INDIANAPOLIS, Indiana: Yesterday, Simon Property Group, the largest real estate company in the United States,[1] sued the Indiana Department of Revenue in an attempt to force the state to collect sales taxes from Amazon.com. The lawsuit is the latest move designed to tax online sales made in the state, something proponents of the tax say would put online retailers on the same level as traditional retail stores.

In filing the suit, Simon states it is not seeking any monetary damages, but rather "This action is being filed to benefit all of Indiana's taxpayers and the state's bricks-and-mortar retailers."[2] In a statement Simon goes on to say Amazon is required by law to collect sales and use taxes for sales in the state, but has refused to do so.

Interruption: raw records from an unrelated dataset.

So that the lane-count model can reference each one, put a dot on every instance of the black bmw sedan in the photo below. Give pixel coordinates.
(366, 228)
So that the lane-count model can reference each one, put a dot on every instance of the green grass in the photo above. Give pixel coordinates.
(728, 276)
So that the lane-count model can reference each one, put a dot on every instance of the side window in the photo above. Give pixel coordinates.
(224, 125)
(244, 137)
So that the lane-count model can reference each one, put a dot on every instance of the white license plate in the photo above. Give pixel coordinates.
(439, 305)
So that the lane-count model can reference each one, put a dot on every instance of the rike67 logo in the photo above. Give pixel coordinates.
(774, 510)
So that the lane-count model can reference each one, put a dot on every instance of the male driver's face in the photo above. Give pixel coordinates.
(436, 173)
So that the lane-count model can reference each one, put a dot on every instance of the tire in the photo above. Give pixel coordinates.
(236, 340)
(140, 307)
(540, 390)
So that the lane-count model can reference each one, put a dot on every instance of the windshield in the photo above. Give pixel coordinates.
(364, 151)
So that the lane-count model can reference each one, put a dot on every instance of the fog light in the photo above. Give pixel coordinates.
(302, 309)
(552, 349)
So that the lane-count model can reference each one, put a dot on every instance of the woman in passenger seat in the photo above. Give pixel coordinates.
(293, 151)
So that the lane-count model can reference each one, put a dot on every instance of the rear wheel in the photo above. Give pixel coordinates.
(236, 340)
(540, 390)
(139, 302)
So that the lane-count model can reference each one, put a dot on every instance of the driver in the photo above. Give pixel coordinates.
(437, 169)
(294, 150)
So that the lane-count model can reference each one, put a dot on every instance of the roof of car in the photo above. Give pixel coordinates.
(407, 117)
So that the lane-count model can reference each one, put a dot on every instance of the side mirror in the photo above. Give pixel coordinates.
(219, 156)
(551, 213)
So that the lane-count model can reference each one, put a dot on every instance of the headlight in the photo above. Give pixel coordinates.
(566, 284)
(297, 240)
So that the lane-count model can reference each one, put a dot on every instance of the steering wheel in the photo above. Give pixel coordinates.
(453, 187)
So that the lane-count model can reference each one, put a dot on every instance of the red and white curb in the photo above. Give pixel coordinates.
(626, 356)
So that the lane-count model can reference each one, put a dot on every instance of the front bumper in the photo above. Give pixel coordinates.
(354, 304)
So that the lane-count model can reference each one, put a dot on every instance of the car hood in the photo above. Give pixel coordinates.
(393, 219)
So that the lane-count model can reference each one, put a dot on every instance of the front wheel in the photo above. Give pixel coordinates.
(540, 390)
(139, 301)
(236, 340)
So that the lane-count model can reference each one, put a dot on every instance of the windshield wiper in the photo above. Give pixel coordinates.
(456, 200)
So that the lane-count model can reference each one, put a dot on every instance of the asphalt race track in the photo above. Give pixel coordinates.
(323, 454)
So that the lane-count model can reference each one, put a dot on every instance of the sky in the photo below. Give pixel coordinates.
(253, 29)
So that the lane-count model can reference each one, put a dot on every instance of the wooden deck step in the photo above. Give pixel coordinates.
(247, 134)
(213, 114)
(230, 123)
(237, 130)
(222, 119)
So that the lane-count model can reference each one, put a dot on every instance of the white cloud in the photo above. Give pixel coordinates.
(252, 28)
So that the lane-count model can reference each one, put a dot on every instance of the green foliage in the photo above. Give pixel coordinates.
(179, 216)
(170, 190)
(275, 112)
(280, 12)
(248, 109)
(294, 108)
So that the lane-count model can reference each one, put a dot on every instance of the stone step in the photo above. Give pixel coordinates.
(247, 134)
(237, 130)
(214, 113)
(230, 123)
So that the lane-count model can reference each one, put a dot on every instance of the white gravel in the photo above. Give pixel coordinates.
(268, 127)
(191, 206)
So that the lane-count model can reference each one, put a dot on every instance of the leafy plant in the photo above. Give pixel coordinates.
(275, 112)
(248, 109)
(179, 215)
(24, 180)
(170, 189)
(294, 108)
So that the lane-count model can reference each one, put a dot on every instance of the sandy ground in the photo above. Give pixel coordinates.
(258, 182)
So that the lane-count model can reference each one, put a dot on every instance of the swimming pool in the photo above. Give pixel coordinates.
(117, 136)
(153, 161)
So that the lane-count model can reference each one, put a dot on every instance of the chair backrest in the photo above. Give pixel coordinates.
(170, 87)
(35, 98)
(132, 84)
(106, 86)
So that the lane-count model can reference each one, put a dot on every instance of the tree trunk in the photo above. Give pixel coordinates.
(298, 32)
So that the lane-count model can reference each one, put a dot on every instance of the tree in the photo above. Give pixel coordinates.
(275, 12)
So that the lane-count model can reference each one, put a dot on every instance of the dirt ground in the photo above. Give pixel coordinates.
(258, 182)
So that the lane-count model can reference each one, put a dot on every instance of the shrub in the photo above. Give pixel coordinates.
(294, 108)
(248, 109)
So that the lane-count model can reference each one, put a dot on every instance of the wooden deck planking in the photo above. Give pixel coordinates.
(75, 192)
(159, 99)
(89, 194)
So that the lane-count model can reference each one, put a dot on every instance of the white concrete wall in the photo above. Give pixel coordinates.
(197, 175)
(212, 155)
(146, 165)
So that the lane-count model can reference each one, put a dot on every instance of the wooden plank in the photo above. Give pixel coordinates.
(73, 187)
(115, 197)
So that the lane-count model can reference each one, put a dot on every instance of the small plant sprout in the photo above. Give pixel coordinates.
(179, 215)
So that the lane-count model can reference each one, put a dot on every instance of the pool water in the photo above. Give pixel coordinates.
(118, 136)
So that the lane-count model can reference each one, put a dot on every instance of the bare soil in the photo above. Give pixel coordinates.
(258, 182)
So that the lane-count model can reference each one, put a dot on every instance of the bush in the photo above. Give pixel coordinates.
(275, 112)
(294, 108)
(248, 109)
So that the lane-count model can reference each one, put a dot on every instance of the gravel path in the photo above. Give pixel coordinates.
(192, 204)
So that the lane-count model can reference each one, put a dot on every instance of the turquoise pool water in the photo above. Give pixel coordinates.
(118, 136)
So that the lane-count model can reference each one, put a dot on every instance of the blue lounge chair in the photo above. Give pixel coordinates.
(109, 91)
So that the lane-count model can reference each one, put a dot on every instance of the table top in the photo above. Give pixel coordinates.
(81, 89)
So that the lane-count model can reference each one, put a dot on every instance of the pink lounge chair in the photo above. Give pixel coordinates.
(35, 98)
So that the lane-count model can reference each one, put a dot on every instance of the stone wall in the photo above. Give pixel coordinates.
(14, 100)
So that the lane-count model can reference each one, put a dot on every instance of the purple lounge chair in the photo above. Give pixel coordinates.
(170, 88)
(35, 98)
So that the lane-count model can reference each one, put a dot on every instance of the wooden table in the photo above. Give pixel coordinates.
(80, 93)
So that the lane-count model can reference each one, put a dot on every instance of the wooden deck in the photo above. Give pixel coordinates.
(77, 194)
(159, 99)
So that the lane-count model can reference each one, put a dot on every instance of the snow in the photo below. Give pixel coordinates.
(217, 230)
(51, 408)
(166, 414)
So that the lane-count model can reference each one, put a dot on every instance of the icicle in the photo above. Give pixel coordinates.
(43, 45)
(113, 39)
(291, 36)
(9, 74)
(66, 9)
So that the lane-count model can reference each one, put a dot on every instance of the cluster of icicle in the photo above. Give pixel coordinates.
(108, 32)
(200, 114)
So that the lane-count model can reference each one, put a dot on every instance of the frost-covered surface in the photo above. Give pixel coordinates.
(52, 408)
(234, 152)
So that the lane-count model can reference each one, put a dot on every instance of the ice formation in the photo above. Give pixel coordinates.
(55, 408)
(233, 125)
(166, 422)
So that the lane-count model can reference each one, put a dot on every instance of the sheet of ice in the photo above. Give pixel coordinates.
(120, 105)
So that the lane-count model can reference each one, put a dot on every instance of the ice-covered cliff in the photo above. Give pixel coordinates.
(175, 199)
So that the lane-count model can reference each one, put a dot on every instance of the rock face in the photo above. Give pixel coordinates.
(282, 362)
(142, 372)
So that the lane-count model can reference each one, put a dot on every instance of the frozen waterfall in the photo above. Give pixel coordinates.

Amazon, who has three distribution centers in Indiana, with a fourth planned, say they believe the issue should be dealt with at the federal level, something echoed by the administration of Indiana Governor Mitch Daniels (R).[3]

The Indiana Retail Council is backing legislation such as the bill state Sen. John Broden (D) is planning to file in the next session. His bill would force the state to collect sales taxes from online retailers who have a physical presence or affiliated distributors in the state. Interestingly, Indiana, in an initial effort to bring Amazon into the state, repealed a 2007 law which would have subjected them to the same tax-collection duties as traditional retail stores.[3]

Fellow Senator Luke Kenley (R) said he would not support a state solution such as Broden has proposed. Kenley serves as president of a national group lobbying Congress to change the law that forbids states from collecting online taxes. He estimated Indiana could bring in some $400 million annually through taxing online sales.[2]

The Department of Revenue has not yet commented on the suit.